The accumulation trend reflected a deliberate strategic positioning by deep-pocketed players. Vivek noted this is “not just noise,” suggesting whales are front-running major institutional catalysts such as spot ETF approvals and evolving regulatory clarity. As Bitcoin prices surged, whale holdings increased by an estimated 240,000 BTC, over $24 billion at recent prices, intensifying bullish momentum across the digital asset market.
Bitcoin Supply Constraints Intensify Bullish Sentiment
Sell-side liquidity dropped from 450,000 BTC in 2021 to 120,000 BTC by early 2025, driven by declining U.S. exchange balances and miner sell-offs. This shift toward self-custody, coupled with only 19.86 million BTC in circulation, reinforces scarcity-driven valuations. Institutional demand is pushing Bitcoin’s market cap to $2.06 trillion, with a fully diluted valuation of $2.18 trillion as of May 16.

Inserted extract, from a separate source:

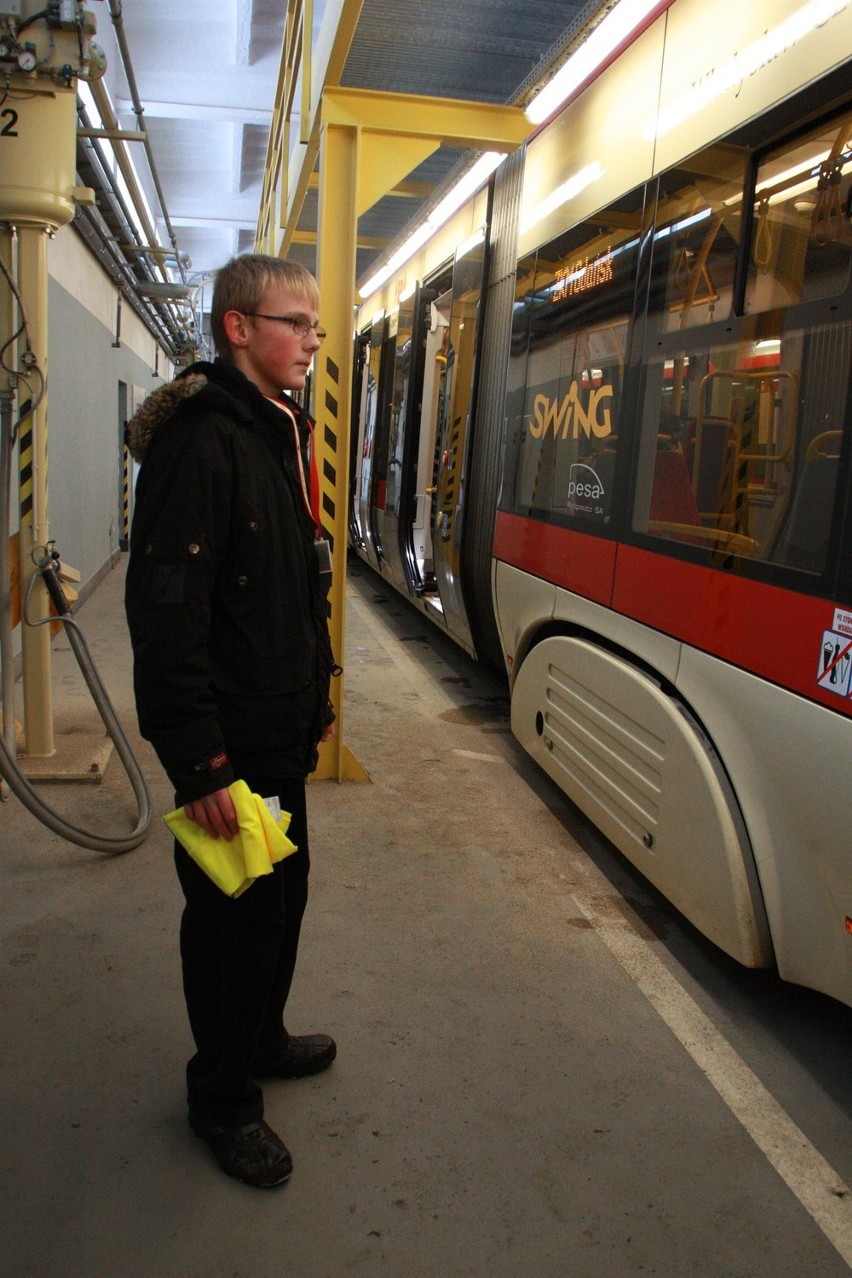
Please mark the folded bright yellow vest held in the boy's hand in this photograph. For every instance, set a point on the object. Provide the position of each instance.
(254, 852)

Long-Term Holders Begin to Distribute as Retail Enters
Whales are accumulating while long-term holders (LTHs) distribute, with LTH supply dropping from 14.3M to under 14M BTC between mid-April and May 2025 during Bitcoin’s rally from $60K to over $ 100 K.
The binary spending indicator consistently flashed red, signaling active distribution. This shift suggests inter-institutional rotation rather than exits, as LTH’s cost basis rose to $25K, maintaining profitability. Ongoing LTH distribution into bullish momentum could increase short-term volatility as less disciplined retail investors enter.
Bitcoin Breakouts Confirm Institutional Demand and Supply Squeeze
Bitcoin’s six-hour chart shows three reaccumulation zones between $83K and $105K, each lasting a week. Every breakout added around $10K, with volume rising and support levels holding, according to Daan Crypto Trades.
Current range sits between $101K–$105K with low volatility and tight spreads. Trading volumes remain high, confirming steady institutional demand and positioning near resistance.
Bitcoin rose 1.91% to $103,839.62 on $50.59B daily volume, per CoinMarketCap. Price briefly dipped below $102K before bouncing post-6:00 PM on buy pressure and a liquidity squeeze.
Circulating supply stays fixed at 19.86M, reinforcing the ongoing BTC supply shock. Demand from institutional and retail investors continues driving aggressive bids amid declining available float.